One twist I hadn’t seen before shows up in this nice little video from Liquor.com and Dushan Zaric of Employees Only in New York. His spin on the drink dramatically amps up the vermouth to rye ratio, and adds in some Grand Marnier for a deep orange detour. Sounds like a trip worth taking, but calling it a Manhattan is a bit of a stretch.
You like things dark, brooding and murky? Take out the Manhattan’s sweet vermouth, use 3/4oz Averna, and you’ve got a Black Manhattan. Crisper and drier? 1.5 oz bourbon, 1.5oz bianco vermouth, and a lemon peel twist makes a Bianco Manhattan.
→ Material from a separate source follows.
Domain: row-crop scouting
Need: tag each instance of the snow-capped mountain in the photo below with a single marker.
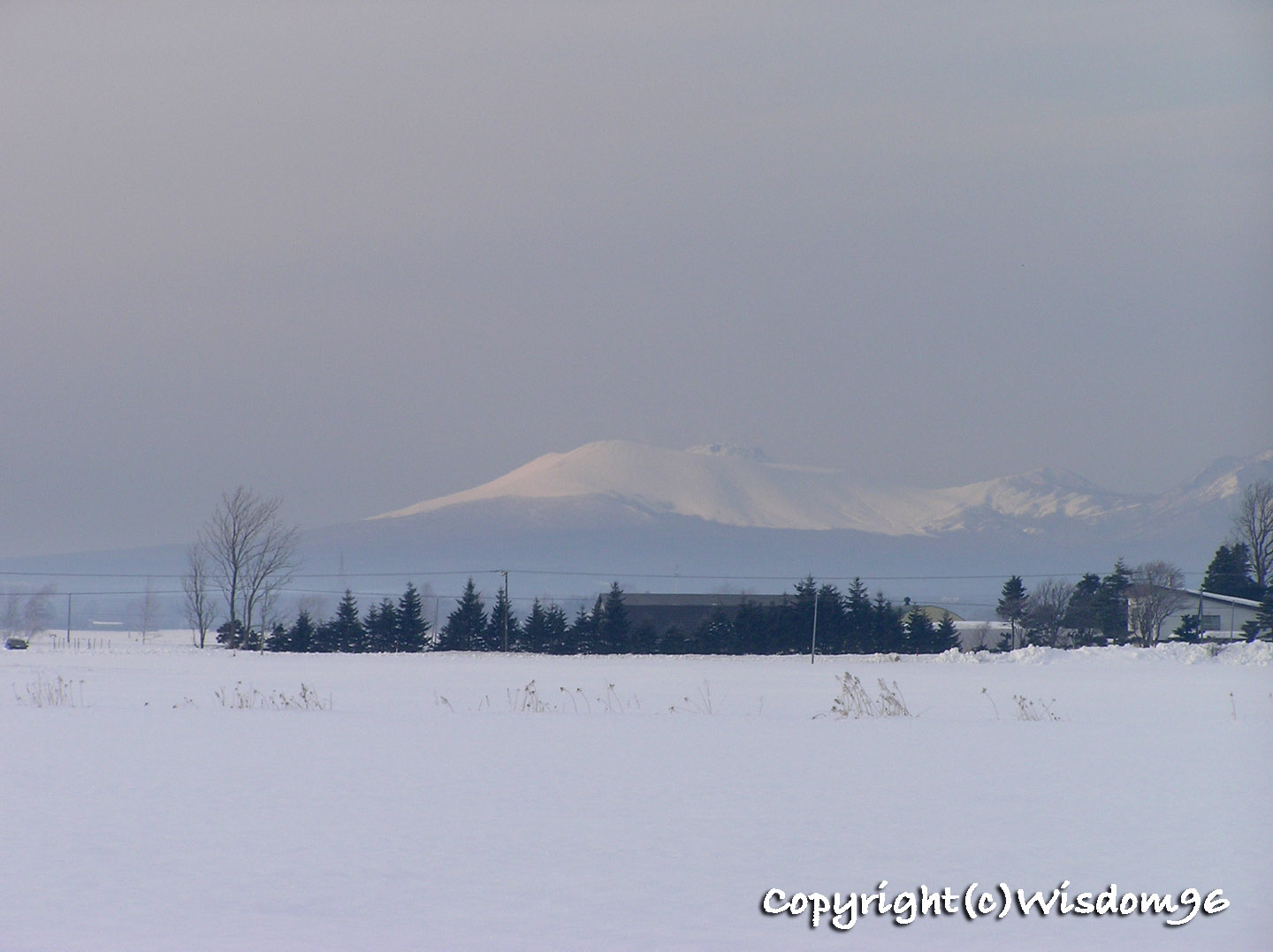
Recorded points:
(743, 488)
There’s the Brooklyn, the Little Italy, the Greenpoint. If it’s a New York neighborhood, there’s probably a Manhattan variation with that name. Now whether these are truly Manhattan variations, or simply clever drinks that bear a passing resemblance to the original in one or two discrete components… that’s a debate worth having over a cocktail.
Here’s the recipe and some thoughts on my personal favorite, The Red Hook:
2oz rye (I like Rittenhouse Rye Bottled in Bond, a tremendous value at $15-$18)
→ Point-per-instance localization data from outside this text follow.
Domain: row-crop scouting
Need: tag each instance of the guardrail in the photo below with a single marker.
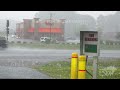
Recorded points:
(71, 43)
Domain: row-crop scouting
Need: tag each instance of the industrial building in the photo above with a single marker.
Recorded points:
(35, 29)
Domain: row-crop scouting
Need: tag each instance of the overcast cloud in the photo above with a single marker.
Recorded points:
(20, 15)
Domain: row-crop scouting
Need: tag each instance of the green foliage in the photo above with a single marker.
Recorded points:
(61, 69)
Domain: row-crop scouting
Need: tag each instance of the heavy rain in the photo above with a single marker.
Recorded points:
(37, 44)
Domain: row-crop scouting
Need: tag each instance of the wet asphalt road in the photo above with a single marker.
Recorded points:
(15, 62)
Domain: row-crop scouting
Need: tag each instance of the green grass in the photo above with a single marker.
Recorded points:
(61, 70)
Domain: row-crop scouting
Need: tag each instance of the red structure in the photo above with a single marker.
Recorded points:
(35, 29)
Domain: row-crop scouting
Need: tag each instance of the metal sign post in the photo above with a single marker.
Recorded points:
(7, 29)
(89, 45)
(95, 67)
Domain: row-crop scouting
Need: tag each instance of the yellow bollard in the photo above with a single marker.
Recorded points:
(74, 66)
(82, 67)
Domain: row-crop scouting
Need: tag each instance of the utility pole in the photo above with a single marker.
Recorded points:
(7, 29)
(50, 25)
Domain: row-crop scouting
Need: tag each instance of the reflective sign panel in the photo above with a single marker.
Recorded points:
(90, 48)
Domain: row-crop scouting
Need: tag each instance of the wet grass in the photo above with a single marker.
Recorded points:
(61, 70)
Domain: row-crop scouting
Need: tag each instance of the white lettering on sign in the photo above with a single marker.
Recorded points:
(90, 37)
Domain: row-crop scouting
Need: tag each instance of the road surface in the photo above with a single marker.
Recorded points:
(15, 62)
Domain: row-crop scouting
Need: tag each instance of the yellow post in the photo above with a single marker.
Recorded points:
(82, 67)
(74, 66)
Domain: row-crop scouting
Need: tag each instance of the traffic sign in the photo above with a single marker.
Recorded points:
(89, 42)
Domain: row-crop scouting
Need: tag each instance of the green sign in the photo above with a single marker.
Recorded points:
(90, 48)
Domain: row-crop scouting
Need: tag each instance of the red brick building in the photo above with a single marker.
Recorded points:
(36, 28)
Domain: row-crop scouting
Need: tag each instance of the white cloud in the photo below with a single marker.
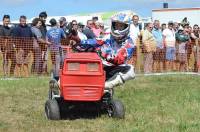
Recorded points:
(16, 2)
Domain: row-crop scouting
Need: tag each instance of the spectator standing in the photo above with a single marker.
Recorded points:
(81, 35)
(37, 42)
(24, 44)
(88, 30)
(195, 35)
(43, 29)
(158, 56)
(149, 43)
(63, 25)
(163, 27)
(73, 33)
(135, 29)
(169, 42)
(7, 47)
(96, 29)
(182, 38)
(54, 36)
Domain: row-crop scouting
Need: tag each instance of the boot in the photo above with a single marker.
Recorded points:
(114, 82)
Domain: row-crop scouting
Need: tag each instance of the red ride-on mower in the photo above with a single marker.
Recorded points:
(82, 80)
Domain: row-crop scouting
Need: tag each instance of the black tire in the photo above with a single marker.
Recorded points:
(52, 110)
(53, 85)
(116, 109)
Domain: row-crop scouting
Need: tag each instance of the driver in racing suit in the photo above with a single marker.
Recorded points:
(115, 51)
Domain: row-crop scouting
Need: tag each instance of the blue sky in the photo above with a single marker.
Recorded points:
(31, 8)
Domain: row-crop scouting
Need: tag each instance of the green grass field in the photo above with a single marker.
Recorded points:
(153, 104)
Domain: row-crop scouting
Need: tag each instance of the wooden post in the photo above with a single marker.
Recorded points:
(138, 56)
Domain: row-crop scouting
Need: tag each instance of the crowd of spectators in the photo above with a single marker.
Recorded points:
(164, 47)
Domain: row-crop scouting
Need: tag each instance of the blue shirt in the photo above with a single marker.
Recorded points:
(157, 33)
(54, 35)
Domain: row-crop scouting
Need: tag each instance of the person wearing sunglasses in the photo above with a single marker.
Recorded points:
(149, 44)
(169, 43)
(195, 37)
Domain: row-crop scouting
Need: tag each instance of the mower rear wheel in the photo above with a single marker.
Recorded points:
(116, 109)
(52, 110)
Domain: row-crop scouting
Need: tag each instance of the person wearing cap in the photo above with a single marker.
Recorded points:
(43, 29)
(63, 25)
(96, 29)
(149, 43)
(6, 47)
(54, 36)
(81, 35)
(38, 42)
(158, 56)
(169, 41)
(183, 39)
(195, 37)
(88, 30)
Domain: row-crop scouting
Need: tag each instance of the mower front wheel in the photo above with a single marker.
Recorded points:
(52, 110)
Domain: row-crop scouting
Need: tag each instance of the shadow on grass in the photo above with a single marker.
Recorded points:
(79, 110)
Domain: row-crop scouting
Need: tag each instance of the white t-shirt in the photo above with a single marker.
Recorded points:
(170, 39)
(182, 47)
(82, 36)
(134, 32)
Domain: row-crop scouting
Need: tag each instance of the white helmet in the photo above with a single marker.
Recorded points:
(120, 26)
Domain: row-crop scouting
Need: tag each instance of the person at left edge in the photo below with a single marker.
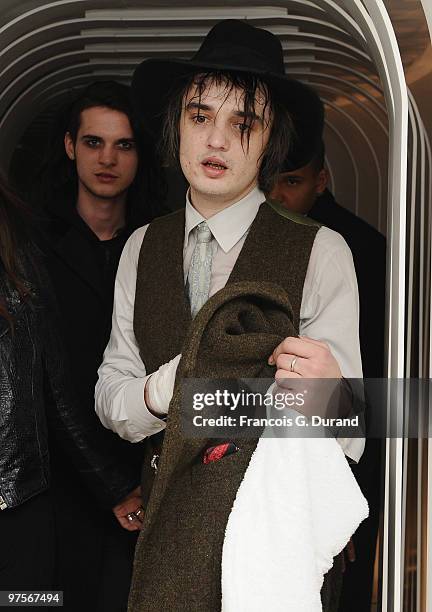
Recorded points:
(95, 194)
(36, 404)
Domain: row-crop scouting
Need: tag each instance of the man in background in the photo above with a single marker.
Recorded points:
(96, 193)
(304, 190)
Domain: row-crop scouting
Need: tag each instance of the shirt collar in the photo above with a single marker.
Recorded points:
(230, 224)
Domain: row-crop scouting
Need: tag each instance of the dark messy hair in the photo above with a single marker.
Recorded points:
(57, 176)
(252, 86)
(318, 160)
(108, 94)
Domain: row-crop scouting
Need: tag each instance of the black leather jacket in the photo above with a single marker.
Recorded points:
(36, 398)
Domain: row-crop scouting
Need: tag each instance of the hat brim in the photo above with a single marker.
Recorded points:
(156, 79)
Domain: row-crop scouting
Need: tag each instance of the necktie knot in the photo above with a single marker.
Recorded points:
(203, 232)
(200, 269)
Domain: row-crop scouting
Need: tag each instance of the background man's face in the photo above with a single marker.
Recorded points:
(215, 162)
(298, 190)
(104, 152)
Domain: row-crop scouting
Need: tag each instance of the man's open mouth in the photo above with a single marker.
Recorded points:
(217, 164)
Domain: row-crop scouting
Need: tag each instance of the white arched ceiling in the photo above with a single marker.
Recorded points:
(346, 49)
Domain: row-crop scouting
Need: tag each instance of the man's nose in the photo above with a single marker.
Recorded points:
(108, 156)
(217, 138)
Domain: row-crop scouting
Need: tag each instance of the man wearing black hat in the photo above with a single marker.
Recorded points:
(226, 117)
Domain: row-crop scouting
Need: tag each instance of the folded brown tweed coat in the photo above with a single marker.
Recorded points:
(178, 556)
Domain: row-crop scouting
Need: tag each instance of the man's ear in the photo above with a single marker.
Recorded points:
(69, 146)
(322, 181)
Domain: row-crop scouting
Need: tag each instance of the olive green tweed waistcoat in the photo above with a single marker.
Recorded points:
(178, 558)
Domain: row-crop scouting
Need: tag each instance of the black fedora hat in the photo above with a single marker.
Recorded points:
(232, 46)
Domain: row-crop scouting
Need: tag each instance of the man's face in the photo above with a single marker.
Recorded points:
(298, 190)
(219, 166)
(104, 152)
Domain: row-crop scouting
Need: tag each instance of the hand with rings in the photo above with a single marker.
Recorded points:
(303, 364)
(304, 358)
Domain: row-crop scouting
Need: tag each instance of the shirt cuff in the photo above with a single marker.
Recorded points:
(142, 422)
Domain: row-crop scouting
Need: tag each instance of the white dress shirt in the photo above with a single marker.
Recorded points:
(329, 312)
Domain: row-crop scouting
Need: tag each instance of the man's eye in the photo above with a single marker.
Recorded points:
(199, 118)
(243, 127)
(127, 146)
(92, 142)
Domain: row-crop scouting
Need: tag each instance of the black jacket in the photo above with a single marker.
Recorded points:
(36, 398)
(82, 271)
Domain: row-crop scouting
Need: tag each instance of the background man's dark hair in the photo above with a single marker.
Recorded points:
(318, 160)
(281, 130)
(57, 177)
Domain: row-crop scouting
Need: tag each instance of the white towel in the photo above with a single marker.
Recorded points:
(295, 509)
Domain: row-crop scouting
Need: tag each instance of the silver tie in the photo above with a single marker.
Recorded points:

1/2oz Punt e Mes (or your favorite sweet vermouth – Punt e Mes brings a nice bitterness)
1/4oz Luxardo Maraschino Liqueur
Stir or shake over ice (I like the body that shaking provides) and strain into a chilled glass. A Luxardo cherry makes a nice garnish but is not a necessity.
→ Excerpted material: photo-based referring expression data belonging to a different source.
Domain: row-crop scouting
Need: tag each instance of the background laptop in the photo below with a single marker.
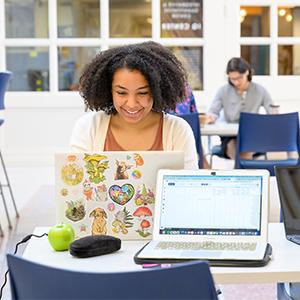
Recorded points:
(209, 214)
(288, 182)
(110, 192)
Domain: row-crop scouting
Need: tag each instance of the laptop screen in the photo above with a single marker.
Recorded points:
(211, 205)
(288, 182)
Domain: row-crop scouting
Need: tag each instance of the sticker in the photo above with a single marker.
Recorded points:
(99, 221)
(136, 174)
(143, 213)
(122, 221)
(144, 195)
(139, 161)
(72, 174)
(111, 206)
(144, 229)
(71, 157)
(100, 192)
(76, 192)
(121, 194)
(87, 190)
(75, 210)
(82, 228)
(64, 192)
(96, 167)
(121, 170)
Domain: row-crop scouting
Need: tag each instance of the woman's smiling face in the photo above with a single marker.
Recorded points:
(131, 94)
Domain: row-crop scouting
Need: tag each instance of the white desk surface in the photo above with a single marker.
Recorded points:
(221, 129)
(284, 266)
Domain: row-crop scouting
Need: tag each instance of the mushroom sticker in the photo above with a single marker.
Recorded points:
(143, 213)
(71, 174)
(95, 166)
(123, 220)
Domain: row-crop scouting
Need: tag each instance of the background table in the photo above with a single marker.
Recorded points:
(284, 266)
(220, 129)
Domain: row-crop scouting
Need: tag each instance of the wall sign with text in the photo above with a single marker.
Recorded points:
(181, 18)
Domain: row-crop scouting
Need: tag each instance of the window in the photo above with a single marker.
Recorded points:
(47, 43)
(26, 19)
(270, 38)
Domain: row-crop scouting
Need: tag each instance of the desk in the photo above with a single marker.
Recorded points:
(284, 267)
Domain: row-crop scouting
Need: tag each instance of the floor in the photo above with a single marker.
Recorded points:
(34, 194)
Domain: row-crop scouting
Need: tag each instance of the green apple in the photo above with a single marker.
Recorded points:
(60, 236)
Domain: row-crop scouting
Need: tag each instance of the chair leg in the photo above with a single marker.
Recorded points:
(5, 206)
(9, 186)
(1, 231)
(210, 160)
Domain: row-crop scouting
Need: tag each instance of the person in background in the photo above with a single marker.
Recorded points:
(128, 88)
(240, 94)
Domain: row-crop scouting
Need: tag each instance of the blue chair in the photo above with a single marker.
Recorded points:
(267, 133)
(4, 79)
(287, 184)
(193, 120)
(30, 280)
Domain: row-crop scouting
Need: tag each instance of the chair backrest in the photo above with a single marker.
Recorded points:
(267, 133)
(193, 120)
(30, 280)
(4, 78)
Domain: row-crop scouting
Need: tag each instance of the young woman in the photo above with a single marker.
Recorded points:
(129, 88)
(240, 94)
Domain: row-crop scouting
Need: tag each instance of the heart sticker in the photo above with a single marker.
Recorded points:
(121, 194)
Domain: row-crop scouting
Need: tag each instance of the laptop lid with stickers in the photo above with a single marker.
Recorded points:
(110, 193)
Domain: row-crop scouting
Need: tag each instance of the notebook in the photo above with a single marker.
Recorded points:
(110, 193)
(213, 215)
(288, 183)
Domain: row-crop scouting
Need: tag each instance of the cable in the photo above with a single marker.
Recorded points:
(24, 240)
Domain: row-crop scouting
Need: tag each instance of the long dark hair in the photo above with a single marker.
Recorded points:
(239, 64)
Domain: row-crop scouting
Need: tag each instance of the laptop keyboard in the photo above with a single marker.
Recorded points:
(206, 246)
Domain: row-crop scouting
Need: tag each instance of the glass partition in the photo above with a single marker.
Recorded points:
(71, 60)
(26, 19)
(78, 19)
(129, 18)
(30, 68)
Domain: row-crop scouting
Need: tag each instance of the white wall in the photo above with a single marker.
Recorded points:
(31, 136)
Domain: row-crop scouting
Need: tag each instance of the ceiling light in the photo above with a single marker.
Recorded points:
(281, 12)
(289, 18)
(243, 12)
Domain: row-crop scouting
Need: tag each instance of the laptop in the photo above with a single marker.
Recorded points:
(110, 193)
(207, 214)
(288, 183)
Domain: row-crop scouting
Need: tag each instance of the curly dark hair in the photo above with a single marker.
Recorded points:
(164, 73)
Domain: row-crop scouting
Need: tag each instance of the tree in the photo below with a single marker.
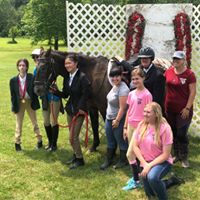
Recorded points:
(6, 18)
(45, 20)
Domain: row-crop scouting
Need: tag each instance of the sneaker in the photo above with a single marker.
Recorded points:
(185, 164)
(132, 185)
Oh, and here are a few videos from Liquor.com – the one for the Employees Only Manhattan, and one for a nice Rob Roy as well (a Scotch variation on the Manhattan):
9 Replies to “The Manhattan: Cocktail Classicism and Revisionism”
I am a purist. Nothing wrong whatsoever with variations. I just prefer the standard. I think there are 3 absolutely perfect drinks in this world. The Manhattan, the Old Fashioned, and the Mint Julep.
And agreed on Rittenhouse. The perfect rye for all occasions.
Great post. I’m a recent rye Manhattan convert from my previous bourbon Manhattan ways and I am sold on the original rye version for good. Lately I’ve been using Jack with Punt e Mes and I can’t get enough.
A 2:1 whiskey to vermouth ratio sounds horrific though! I use a 3 or 4 to 1 ratio. Really want to get some Luxardo maraschinos after having them in Manhattans in restaurants around town, but only place I can find them is Amazon and I can’t get myself to pay $17 plus $7 shipping for a jar of cherries.
Urethra (nice name!), thanks for commenting! 2 to 1 is the standard ratio, but standards are of course meant to be tinkered with to personal taste, so I salute your 4 to 1 ratio! Luxardo’s are great (but, yes, expensive). You can also try making your own without too much trouble, and we’re right in the middle of cherry season, so the time is right.
Very nice article. The so-called “Employees Only” Manhattan is basically Jerry Thomas’s Manhattan recipe from 1862. There is also a version from 1887 with absinthe and maraschino liqueur. It is decidedly NOT a stretch to call it a Manhattan at all.